La nostra bellezza? Gli altri se la inventano – Insomma, il nostro paesaggio rurale ha origini antiche, e va preservato per salvaguardare l’ambiente e la biodiversità. Ma anche perché vi è intimamente connessa la parte più importante del cesellare umano sul territorio: quella produzione agricola, alfiere del nostro nome nel mondo. Da sempre in Italia basiamo la nostra identità sul cibo e sulla qualità del territorio che lo genera: tanto più il paesaggio è bello, tanto più è unico, tanto più consente di farsi spazio sul mercato. Un valore aggiunto che spinge in alto i nostri prodotti tipici, dal vino all’olio, dagli insaccati ai formaggi. E non solo. Dagli anni ’90 al 2013, la capacità ricettiva del settore agrituristico è aumentata del 367% (dati Regione Toscana). “Ci sono agronomi italiani – conclude Agnoletti – assoldati a Napa Valley in California per ricreare falsi oliveti terrazzati. Lo scopo? Aumentare le vendite”. Una bellezza altrove ricreata, a noi regalata dal lavoro agricolo nel tempo. Non dovremmo forse preservarla ed investirci?

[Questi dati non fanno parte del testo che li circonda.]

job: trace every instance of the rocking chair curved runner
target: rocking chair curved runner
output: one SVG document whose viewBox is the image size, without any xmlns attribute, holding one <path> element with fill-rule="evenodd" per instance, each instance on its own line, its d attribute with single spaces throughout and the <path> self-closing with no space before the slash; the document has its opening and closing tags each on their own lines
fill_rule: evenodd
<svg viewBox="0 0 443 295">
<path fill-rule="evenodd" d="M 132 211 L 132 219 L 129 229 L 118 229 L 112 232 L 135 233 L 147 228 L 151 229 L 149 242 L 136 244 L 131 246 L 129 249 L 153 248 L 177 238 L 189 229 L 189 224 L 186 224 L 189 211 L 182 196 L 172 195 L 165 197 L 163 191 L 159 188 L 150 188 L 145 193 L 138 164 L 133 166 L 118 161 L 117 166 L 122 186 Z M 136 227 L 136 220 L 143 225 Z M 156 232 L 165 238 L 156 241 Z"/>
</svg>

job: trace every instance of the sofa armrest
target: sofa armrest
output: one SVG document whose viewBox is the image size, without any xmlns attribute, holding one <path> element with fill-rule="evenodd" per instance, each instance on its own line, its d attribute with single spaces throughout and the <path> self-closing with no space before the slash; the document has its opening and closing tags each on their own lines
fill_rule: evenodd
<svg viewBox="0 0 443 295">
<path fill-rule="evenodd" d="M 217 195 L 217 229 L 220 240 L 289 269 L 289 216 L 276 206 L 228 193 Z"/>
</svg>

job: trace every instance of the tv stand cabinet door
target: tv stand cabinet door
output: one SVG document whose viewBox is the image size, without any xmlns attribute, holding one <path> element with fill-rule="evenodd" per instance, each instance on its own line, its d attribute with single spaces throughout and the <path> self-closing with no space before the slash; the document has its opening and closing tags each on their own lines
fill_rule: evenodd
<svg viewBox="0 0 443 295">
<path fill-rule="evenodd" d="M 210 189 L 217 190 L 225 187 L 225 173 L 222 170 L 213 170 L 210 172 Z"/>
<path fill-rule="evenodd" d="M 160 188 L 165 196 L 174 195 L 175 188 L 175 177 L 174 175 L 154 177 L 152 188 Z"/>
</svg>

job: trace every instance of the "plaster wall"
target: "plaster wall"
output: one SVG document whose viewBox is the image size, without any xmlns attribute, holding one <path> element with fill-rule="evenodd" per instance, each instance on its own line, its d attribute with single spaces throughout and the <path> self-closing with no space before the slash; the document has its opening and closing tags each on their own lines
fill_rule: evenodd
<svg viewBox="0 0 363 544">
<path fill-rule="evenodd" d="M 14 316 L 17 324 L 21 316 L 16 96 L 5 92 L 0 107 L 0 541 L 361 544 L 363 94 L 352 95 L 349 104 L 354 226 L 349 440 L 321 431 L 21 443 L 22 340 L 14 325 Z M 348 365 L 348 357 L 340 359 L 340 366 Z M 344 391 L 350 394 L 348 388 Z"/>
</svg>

Il passato che ci lega al futuro- Discorso non semplice per i nostri imprenditori agricoli: i terrazzamenti tradizionali costano più dei moderni agglomerati nutriti di tecnologia. Ma quella fra innovazione e conservazione sembra oggi una falsa antitesi: guardare al passato potrebbe invece avvicinarci al futuro. E al tempo stesso promuovere quella diversità (bio)culturale dei paesaggi – oggi a rischio – da tempo allo centro dell’attenzione della comunità internazionale. Che nel novembre scorso proprio da Firenze – per bocca dell’ICOMOS, l’organismo dedicato alla conservazione di siti e monumenti – ha ribadito con forza: il paesaggio in cui l’uomo vive è portatore di cultura, è patrimonio di tutti. Va preservato. I diritti della Natura devono trovare un equilibrio con quelli (sacrosanti) dell’essere umano e delle sue attività. Insomma, potrà non valere per Canada o Svezia: ma il modello fornito dal paesaggio rurale toscano è la ricetta da seguire per lo sviluppo sostenibile di realtà densamente popolate, come quella Toscana. E come tale, auspica ICOMOS, dovrebbe essere sostenuto dai legislatori. Forse qui non c’entra più il cemento, e neppure il marketing: semplicemente, si tratta di non tornare al neolitico.